Holiday pay: Employers should heed NI Court of Appeal case as courts in England, Wales and Scotland likely to follow suit
Decisions made by the courts in Northern Ireland are not binding in England & Wales, but in a persuasive decision likely to affect the outcome of future cases in England, Wales and Scotland, the NI Court of Appeal has overturned previous EAT rulings that limited what is included when calculating holiday pay and confirmed that workers do not lose the right to claim historic arrears of holiday pay where there was a gap of more than three months between underpayments.

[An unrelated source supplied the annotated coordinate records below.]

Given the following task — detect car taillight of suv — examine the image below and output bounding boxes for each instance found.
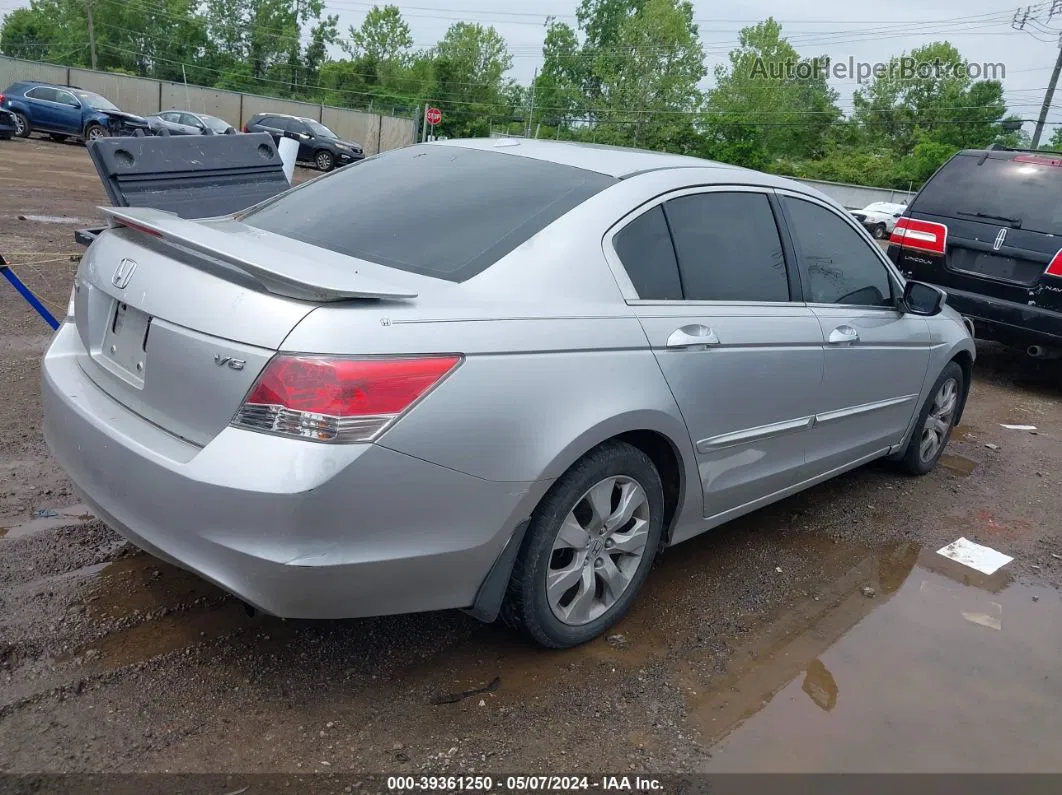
[889,149,1062,359]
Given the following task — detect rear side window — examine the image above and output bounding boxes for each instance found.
[241,145,616,281]
[25,86,58,102]
[912,155,1062,235]
[612,205,682,300]
[665,192,789,303]
[783,196,892,307]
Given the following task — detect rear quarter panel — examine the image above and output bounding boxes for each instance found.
[282,173,722,532]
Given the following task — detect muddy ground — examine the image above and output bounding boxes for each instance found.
[0,134,1062,776]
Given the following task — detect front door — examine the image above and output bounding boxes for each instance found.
[782,194,930,477]
[613,187,823,521]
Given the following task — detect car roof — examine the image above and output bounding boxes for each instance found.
[424,138,819,196]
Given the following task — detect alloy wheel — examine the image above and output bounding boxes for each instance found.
[546,476,650,626]
[919,378,959,463]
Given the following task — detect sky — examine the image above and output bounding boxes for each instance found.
[0,0,1062,132]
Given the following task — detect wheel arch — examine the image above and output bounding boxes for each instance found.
[465,412,703,623]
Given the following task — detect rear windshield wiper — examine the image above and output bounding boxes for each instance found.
[955,210,1022,229]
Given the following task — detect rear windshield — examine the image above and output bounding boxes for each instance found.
[241,144,616,281]
[913,155,1062,235]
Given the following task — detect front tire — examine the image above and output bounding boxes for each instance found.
[501,442,664,649]
[313,150,336,171]
[15,111,33,138]
[898,362,965,476]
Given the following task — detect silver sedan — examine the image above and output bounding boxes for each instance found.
[44,139,974,646]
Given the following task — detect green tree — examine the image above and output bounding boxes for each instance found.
[853,41,1014,156]
[705,18,841,166]
[432,22,513,137]
[593,0,706,149]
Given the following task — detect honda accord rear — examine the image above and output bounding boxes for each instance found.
[44,139,973,646]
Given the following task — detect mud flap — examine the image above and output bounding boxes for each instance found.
[464,519,531,624]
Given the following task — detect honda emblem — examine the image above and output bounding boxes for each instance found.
[110,258,136,290]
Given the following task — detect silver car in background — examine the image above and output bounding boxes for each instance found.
[44,139,974,646]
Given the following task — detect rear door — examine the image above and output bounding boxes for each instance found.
[782,193,930,477]
[612,187,823,518]
[890,152,1062,311]
[25,86,62,131]
[55,88,82,135]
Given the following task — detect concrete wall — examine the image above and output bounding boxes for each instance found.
[67,69,158,116]
[0,56,416,155]
[159,83,242,124]
[240,93,318,124]
[793,179,914,210]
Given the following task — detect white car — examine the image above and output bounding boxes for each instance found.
[852,202,907,240]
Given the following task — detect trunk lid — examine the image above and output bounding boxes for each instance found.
[74,208,415,445]
[892,151,1062,311]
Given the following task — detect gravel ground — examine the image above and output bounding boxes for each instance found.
[0,134,1062,776]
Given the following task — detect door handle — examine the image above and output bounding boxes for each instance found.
[667,324,719,349]
[829,326,859,345]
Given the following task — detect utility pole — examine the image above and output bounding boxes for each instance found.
[85,0,96,69]
[524,69,538,138]
[1032,33,1062,149]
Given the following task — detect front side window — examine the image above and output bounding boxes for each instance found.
[783,196,894,307]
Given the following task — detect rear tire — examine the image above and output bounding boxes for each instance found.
[501,442,664,649]
[897,362,965,476]
[313,150,336,171]
[15,111,33,138]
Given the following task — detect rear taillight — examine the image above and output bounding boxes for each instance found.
[1044,250,1062,276]
[233,353,461,442]
[889,218,947,256]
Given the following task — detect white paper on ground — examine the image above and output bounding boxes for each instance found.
[962,602,1003,632]
[937,538,1014,574]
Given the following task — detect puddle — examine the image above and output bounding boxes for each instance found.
[73,600,252,671]
[940,454,977,478]
[696,545,1062,773]
[952,426,982,442]
[0,505,96,538]
[85,552,223,619]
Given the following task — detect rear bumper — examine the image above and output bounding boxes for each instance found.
[42,324,548,618]
[941,287,1062,347]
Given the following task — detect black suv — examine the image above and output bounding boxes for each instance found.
[243,114,365,171]
[889,146,1062,359]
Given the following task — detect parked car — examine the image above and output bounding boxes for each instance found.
[852,202,907,240]
[889,149,1062,359]
[243,114,365,171]
[0,109,18,141]
[0,81,148,141]
[42,139,974,646]
[144,110,236,135]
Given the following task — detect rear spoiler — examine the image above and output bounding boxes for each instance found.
[99,207,416,301]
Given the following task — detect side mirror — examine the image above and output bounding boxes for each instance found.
[904,281,947,317]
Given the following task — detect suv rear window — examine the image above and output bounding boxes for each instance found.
[241,145,616,281]
[912,154,1062,234]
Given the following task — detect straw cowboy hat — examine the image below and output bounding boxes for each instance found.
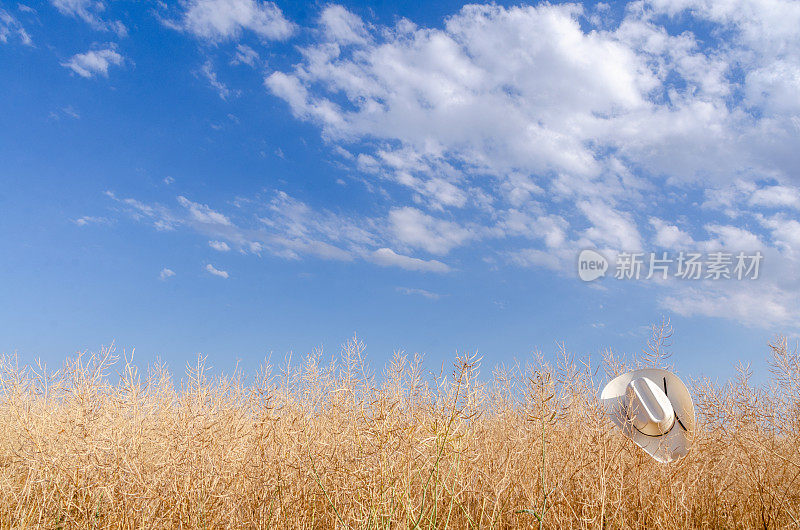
[600,368,695,463]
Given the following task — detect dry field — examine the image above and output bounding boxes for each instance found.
[0,329,800,528]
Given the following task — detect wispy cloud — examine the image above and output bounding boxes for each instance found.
[265,0,800,326]
[50,0,128,37]
[206,263,228,279]
[369,248,452,272]
[61,45,124,78]
[73,215,108,226]
[396,287,442,300]
[208,241,231,252]
[164,0,294,42]
[0,9,33,46]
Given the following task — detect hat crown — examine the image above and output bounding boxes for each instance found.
[627,377,675,436]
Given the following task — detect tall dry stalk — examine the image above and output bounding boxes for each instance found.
[0,332,800,528]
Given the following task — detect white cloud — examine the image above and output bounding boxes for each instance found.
[650,217,694,249]
[389,207,473,254]
[74,215,108,226]
[61,45,124,78]
[50,0,128,37]
[396,287,442,300]
[578,200,642,251]
[750,185,800,209]
[206,263,228,279]
[0,9,33,46]
[232,44,261,67]
[319,5,370,44]
[208,241,231,252]
[178,195,232,226]
[168,0,294,42]
[369,248,452,272]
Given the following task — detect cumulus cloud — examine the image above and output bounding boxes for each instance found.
[208,241,231,252]
[61,46,124,78]
[369,248,452,272]
[206,263,228,280]
[231,44,261,67]
[167,0,294,42]
[178,195,231,226]
[389,207,472,254]
[265,0,800,325]
[0,9,33,46]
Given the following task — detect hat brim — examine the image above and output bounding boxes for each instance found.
[600,368,695,463]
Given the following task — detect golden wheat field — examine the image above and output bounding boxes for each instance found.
[0,330,800,528]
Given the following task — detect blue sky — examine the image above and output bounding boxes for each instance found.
[0,0,800,377]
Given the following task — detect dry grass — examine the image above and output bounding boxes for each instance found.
[0,331,800,528]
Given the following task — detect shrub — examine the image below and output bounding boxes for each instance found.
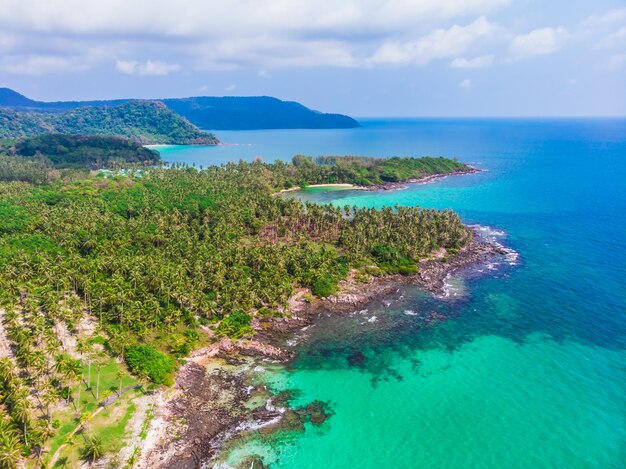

In Chief Constable of the Police Service of NI and others v Agnew a claim for underpaid holiday pay was brought by 3,380 police officers and 264 civilian employees. They argued that the police force were wrong to calculate holiday pay on ‘basic pay’ not by reference to ‘normal pay’ which includes both basic pay, overtime pay and other allowances.

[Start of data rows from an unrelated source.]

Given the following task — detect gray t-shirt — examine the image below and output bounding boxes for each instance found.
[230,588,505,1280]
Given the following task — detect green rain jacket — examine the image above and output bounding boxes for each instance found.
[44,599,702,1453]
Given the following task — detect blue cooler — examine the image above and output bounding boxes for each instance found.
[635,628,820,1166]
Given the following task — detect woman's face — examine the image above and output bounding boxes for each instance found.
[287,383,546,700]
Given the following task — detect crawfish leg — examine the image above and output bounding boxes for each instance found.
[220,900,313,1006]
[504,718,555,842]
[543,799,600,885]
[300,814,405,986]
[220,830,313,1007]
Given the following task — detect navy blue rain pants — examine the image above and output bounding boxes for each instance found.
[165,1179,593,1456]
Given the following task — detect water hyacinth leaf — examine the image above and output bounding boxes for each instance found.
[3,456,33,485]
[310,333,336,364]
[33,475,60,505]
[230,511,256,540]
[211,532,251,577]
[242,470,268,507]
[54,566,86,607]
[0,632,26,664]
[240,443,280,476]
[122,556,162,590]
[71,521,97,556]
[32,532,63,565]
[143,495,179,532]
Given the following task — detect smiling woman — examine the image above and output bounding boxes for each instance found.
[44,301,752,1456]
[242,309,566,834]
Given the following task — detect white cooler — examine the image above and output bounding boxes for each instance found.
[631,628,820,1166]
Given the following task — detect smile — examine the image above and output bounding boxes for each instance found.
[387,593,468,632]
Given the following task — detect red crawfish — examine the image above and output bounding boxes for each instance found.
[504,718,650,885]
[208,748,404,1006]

The NI Court of Appeal concluded that the EAT's analysis in Bear Scotland was incorrect and had led to some 'arbitrary and unfair' calculations.
As a result, the workers in this case can recover underpayments going back to the start of their employment (or 1998 if earlier which is when the Working Time Regulations came into force).

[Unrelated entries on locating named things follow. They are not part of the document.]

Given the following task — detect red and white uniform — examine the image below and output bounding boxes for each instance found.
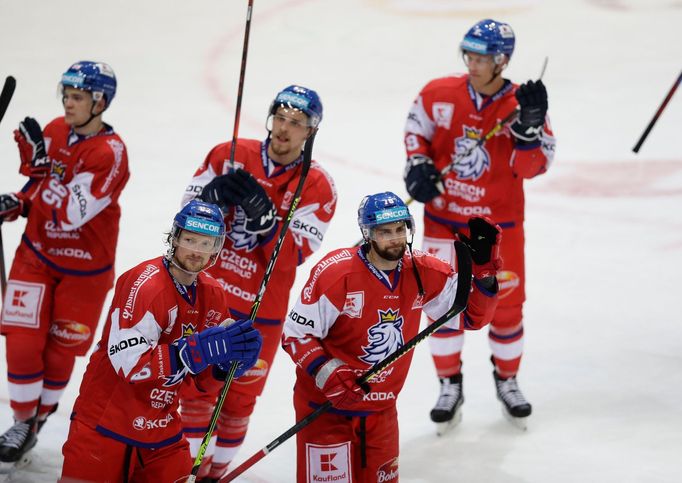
[405,75,555,377]
[282,247,497,482]
[175,139,336,474]
[2,118,129,419]
[62,257,228,481]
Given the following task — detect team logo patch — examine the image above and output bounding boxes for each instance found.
[341,291,365,319]
[360,309,405,365]
[306,441,352,483]
[433,102,455,129]
[234,359,270,385]
[450,126,490,181]
[2,280,45,329]
[497,270,521,299]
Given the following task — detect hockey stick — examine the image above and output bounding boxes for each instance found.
[0,75,17,298]
[220,241,471,483]
[187,131,317,483]
[632,68,682,153]
[230,0,253,167]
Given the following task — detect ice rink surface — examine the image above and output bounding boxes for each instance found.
[0,0,682,483]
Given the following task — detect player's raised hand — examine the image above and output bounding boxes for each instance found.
[225,169,277,235]
[459,216,502,279]
[511,80,548,143]
[403,154,444,203]
[177,320,263,377]
[14,117,50,178]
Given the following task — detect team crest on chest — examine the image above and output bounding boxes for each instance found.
[450,126,490,181]
[226,206,258,252]
[360,309,404,365]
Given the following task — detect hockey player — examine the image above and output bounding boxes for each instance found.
[282,192,500,483]
[0,61,129,465]
[62,200,262,482]
[405,19,555,432]
[175,85,336,481]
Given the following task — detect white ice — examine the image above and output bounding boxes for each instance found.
[0,0,682,483]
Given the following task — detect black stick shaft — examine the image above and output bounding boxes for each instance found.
[632,72,682,153]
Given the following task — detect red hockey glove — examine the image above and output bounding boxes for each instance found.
[459,216,502,280]
[0,193,24,223]
[14,117,51,178]
[315,359,370,409]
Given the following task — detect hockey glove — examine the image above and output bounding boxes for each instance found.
[0,193,24,223]
[225,168,277,235]
[14,117,50,178]
[213,319,263,380]
[199,174,235,213]
[511,80,547,144]
[178,320,263,377]
[315,359,371,409]
[403,154,444,203]
[459,216,502,280]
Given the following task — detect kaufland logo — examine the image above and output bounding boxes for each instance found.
[12,290,28,307]
[377,208,407,221]
[185,218,220,235]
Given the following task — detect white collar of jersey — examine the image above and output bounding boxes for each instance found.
[467,79,513,112]
[358,245,403,292]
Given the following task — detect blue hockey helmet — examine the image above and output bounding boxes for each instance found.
[268,85,322,128]
[459,18,516,64]
[358,191,414,241]
[60,60,116,109]
[170,199,225,255]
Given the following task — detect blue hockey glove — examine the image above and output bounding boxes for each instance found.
[178,320,262,374]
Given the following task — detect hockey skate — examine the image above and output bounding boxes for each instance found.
[0,418,38,473]
[493,371,533,431]
[431,374,464,436]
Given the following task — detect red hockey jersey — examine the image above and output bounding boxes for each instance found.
[405,75,555,227]
[282,247,497,412]
[183,139,336,324]
[72,257,227,448]
[22,117,129,275]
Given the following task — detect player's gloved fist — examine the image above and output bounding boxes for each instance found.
[199,174,234,213]
[511,80,547,143]
[178,320,262,377]
[226,168,277,235]
[459,216,502,279]
[14,117,50,178]
[315,359,370,409]
[0,193,24,223]
[403,154,444,203]
[213,319,263,380]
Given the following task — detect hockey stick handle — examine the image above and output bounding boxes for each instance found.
[187,131,317,483]
[220,241,471,483]
[632,71,682,153]
[230,0,253,167]
[0,75,17,298]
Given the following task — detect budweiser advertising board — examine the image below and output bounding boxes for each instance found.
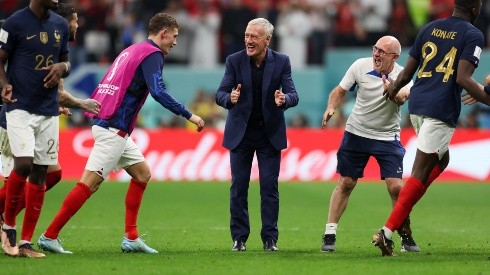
[41,128,490,183]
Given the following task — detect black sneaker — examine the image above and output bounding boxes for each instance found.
[400,235,420,252]
[231,240,247,251]
[19,243,46,258]
[264,240,279,252]
[371,229,396,256]
[321,234,335,252]
[397,218,420,252]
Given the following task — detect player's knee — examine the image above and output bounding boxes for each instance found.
[135,174,151,183]
[46,169,62,191]
[337,177,357,194]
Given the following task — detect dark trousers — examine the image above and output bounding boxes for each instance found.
[230,123,281,242]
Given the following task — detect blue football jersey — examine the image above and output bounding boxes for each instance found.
[408,16,484,127]
[0,7,69,116]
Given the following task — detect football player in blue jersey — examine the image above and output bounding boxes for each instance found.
[372,0,490,256]
[37,13,204,254]
[0,0,71,257]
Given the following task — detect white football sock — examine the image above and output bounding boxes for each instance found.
[325,223,337,235]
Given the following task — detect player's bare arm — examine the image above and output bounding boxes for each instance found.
[383,56,419,101]
[456,59,490,105]
[0,50,17,103]
[322,85,347,129]
[189,114,204,132]
[42,55,71,88]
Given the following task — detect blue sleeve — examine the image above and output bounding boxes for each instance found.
[141,52,192,119]
[0,17,17,52]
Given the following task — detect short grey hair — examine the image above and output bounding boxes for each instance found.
[248,18,274,37]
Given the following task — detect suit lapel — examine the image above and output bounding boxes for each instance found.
[240,53,253,106]
[262,49,276,106]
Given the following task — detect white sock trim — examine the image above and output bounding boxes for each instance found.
[383,226,393,240]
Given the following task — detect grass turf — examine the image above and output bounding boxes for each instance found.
[0,182,490,274]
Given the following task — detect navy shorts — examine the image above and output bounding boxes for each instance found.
[337,131,405,179]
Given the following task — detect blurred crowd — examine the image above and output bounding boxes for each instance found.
[5,0,490,69]
[0,0,490,127]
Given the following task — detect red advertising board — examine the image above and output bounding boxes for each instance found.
[55,129,490,182]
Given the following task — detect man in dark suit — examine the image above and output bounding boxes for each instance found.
[216,18,298,251]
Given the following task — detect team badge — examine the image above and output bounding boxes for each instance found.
[39,32,48,44]
[54,30,61,43]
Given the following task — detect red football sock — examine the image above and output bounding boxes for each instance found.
[14,170,61,216]
[46,170,61,191]
[124,179,146,240]
[15,184,29,216]
[20,182,46,242]
[0,179,7,218]
[385,177,425,231]
[4,171,26,226]
[44,182,92,239]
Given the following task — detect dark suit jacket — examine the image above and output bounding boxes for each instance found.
[216,49,299,150]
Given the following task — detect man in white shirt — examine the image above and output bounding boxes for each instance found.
[321,36,420,252]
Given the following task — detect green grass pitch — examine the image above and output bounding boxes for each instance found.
[0,182,490,275]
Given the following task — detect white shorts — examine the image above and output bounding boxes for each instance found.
[7,109,60,165]
[410,115,455,159]
[85,125,145,179]
[0,127,14,177]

In England, Wales and Scotland, claims have a two year backdated limit, thanks to The Deduction from Wages (Limitation) Regulations 2014. Based on the supposition that the regulations may breach the EU principles of equivalence and effectiveness the 2014 regulations could now be challenged as being unlawful.
Employers, particularly those who employ staff in Northern Ireland, should take heed of this judgement. Any claims brought in NI, where the two year backstop does not apply, and elsewhere in the UK where the backstop only currently applies, may be costly if employers have consistently only used a basic pay calculation for the first 20 days of the employee’s annual entitlement. Claimants only have three months from the date of the last underpayment to bring a claim, so employers should act sooner rather than later to avoid a potentially hefty charge.